Statistically sound tests of scalar-tensor gravity theories in the strong-field regime usually involve computationally intensive calculations. In this study, we construct a reduced order surrogate model for the scalar-tensor gravity of Damour and Esposito-Fare`se (DEF) with spontaneous scalarization phenomena developed for neutron stars (NSs). This model allows us to perform a rapid and comprehensive prediction of NS properties, including mass, radius, moment of inertia, effective scalar coupling, and two extra coupling parameters.
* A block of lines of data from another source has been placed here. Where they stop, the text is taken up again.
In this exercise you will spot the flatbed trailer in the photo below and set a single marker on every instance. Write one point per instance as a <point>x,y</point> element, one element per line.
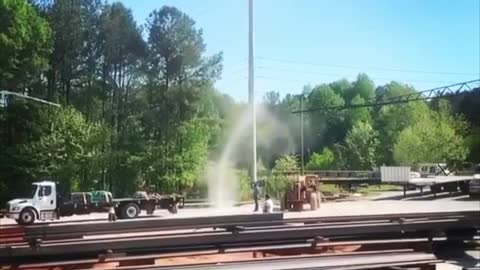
<point>46,204</point>
<point>401,175</point>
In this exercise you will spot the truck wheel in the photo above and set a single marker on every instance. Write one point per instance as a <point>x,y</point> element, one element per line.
<point>173,208</point>
<point>130,210</point>
<point>27,217</point>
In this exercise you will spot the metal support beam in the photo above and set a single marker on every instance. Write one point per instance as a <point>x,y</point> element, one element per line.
<point>457,89</point>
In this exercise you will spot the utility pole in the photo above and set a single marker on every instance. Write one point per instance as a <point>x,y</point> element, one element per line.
<point>251,93</point>
<point>302,135</point>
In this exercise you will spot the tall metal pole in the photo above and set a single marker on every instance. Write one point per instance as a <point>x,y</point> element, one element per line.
<point>251,93</point>
<point>301,136</point>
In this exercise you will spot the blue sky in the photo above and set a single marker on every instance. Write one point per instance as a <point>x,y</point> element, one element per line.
<point>425,43</point>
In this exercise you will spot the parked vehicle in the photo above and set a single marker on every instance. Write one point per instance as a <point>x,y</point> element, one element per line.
<point>47,202</point>
<point>474,186</point>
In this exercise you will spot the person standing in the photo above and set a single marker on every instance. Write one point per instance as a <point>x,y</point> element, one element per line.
<point>268,205</point>
<point>256,194</point>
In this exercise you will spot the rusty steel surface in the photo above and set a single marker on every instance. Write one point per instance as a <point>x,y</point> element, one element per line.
<point>249,235</point>
<point>56,231</point>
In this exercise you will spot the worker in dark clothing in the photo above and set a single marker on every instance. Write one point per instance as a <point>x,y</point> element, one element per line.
<point>256,194</point>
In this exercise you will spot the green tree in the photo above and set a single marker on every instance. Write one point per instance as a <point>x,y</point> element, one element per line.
<point>321,161</point>
<point>437,137</point>
<point>391,120</point>
<point>24,44</point>
<point>327,126</point>
<point>69,151</point>
<point>360,149</point>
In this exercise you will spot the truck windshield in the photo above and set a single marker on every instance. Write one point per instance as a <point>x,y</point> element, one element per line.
<point>32,191</point>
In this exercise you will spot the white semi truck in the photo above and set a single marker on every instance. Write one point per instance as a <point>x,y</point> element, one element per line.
<point>46,202</point>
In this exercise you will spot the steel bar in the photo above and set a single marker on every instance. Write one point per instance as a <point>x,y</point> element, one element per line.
<point>175,223</point>
<point>361,261</point>
<point>250,236</point>
<point>71,231</point>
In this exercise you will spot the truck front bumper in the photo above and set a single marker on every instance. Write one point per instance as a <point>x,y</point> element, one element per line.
<point>12,215</point>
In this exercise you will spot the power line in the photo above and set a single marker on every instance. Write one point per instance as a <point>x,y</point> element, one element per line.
<point>365,67</point>
<point>373,78</point>
<point>439,92</point>
<point>9,93</point>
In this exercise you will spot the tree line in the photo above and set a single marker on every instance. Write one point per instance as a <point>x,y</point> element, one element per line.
<point>139,107</point>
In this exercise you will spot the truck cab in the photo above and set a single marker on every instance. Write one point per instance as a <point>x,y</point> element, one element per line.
<point>40,203</point>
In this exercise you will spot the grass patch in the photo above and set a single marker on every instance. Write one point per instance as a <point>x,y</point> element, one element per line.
<point>330,188</point>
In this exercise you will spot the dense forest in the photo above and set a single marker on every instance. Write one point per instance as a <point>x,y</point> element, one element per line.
<point>139,107</point>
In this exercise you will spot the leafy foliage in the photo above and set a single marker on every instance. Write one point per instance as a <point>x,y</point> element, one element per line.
<point>24,44</point>
<point>321,161</point>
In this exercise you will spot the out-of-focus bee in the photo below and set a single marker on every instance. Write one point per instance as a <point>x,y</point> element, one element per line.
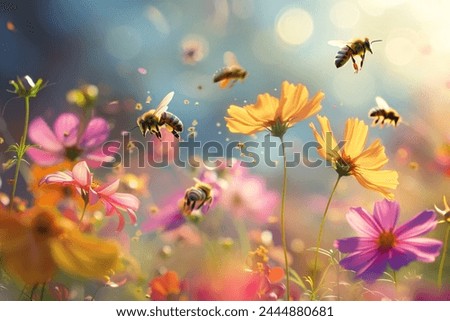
<point>152,120</point>
<point>383,113</point>
<point>197,196</point>
<point>231,73</point>
<point>349,50</point>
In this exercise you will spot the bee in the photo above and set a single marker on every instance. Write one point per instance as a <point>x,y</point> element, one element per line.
<point>383,113</point>
<point>152,120</point>
<point>231,73</point>
<point>349,50</point>
<point>197,196</point>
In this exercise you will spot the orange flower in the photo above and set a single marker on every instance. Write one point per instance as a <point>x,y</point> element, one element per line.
<point>364,165</point>
<point>273,114</point>
<point>165,287</point>
<point>35,243</point>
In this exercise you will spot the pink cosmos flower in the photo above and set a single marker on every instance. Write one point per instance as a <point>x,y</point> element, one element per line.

We code the model in the pySTGROMX package, as an extension of our previous work, which speeds up the calculations at 2 and even 3 orders of magnitude and yet still keeps accuracy of similar to 1%. Using the model, we can calculate all the post-Keplerian parameters in the timing of binary pulsars conveniently, which provides a quick approach for us to place comprehensive constraints on the DEF theory. We perform Markov-chain Monte Carlo simulations with the model to constrain the parameters of the DEF theory with well-timed binary pulsars. Utilizing five NS-white dwarf and three NS-NS binaries, we obtain the most stringent constraints on the DEF theory up to now. Our work provides a public tool for quick evaluation of NSs' derived parameters to test gravity in the strong-field regime.

Automated summary

A reduced order surrogate model was constructed for scalar-tensor gravity theories, allowing for rapid prediction of neutron star properties. This model significantly speeds up calculations while maintaining accuracy, and is utilized to constrain parameters of the DEF theory through well-timed binary pulsars. The study provides the most stringent constraints on the DEF theory to date and offers a public tool for quick evaluation of neutron stars' derived parameters for testing gravity in the strong-field regime.